Whatever graduate job or scheme you apply for, you’ll need to explain how your degree course has helped to develop the skills you’ll need at work. Isabel’s approach is a good model for arts graduates applying for roles in business and management.
Know what you enjoy
‘If I have ten candidates with a 2.1 in front of me, I’m looking for something to differentiate them. Build life skills, such as leadership, and get experience that can demonstrate these. Use things you enjoy in life to build them, by, for instance, captaining a sports team or doing charity work.’ Debbie Steane, director of customer supply chain innovation for a Johnson & Johnson company.
Your extracurricular activities can make a huge difference when it comes to getting hired. Make good use of them in your applications and interviews by highlighting the skills they’ve enabled you to develop. You’re more likely to succeed at activities you enjoy, whether it’s sport, drama, student journalism or volunteering, and your enthusiasm and commitment will come across. Also, don’t underestimate the value of work experience such as part-time bar or retail work, and be prepared to talk about aspects of these jobs that you enjoyed.
Tell your story
‘Record any achievements outside of your degree as you do them: firstly, because it can be hard to remember the details a couple of years later and secondly because it will show you how you have developed and help you build a “narrative” for interviews.’ Spike van der Vilet-Firth, a national management trainee on the national graduate development programme run by the Local Government Association.
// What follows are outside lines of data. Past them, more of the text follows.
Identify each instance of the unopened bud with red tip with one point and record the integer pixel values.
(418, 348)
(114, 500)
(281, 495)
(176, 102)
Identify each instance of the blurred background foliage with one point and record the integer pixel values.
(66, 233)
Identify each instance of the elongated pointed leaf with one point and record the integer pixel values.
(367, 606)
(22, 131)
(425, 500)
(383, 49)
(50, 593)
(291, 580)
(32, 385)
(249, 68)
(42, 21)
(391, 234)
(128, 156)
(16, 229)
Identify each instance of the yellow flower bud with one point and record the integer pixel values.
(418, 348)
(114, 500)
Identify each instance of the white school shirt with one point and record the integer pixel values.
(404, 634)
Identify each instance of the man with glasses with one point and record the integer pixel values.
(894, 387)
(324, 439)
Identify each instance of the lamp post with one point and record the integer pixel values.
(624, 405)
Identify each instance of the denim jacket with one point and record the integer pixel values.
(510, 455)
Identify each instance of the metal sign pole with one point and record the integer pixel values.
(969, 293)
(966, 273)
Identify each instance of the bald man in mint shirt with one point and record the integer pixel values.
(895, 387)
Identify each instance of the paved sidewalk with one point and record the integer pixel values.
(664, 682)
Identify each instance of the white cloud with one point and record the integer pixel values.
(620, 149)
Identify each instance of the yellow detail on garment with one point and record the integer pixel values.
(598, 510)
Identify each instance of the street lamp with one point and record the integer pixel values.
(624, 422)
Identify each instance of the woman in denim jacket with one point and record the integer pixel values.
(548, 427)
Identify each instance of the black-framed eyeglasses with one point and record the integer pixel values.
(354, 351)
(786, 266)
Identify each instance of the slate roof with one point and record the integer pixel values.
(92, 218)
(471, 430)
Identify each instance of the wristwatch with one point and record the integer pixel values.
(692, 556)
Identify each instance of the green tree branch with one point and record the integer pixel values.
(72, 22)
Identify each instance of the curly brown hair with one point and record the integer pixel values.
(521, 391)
Keeping notes on your degree, work experience and extracurricular activities throughout your time at university will give you a head start when the time comes to apply for jobs. However, it’s not just about keeping track of what you’ve done; it’s also about being able to retrace your steps and make sense of your development so that you can explain it at interview. This will make it easy for recruiters to understand how you’ve come to be in a position to offer them the key skills and competencies they’re looking for.
Manage nerves with a dress rehearsal
‘I think the main reason I got a job with CGI was how prepared I was. The interview process included a written exercise (completed before the assessment day) and a presentation. I’d practised and practised in front of friends and family beforehand. This helped me to overcome my nerves and come across as confident.’ Abbie Maidment, service consultant for the public sector at CGI.
If you are invited to prepare a presentation in advance, practising in front of an audience will help you control your nerves. Thorough preparation for interviews and assessment centres will help you to come across as well-informed, articulate and confident and puts you in the best possible position to show recruiters what you’re capable of.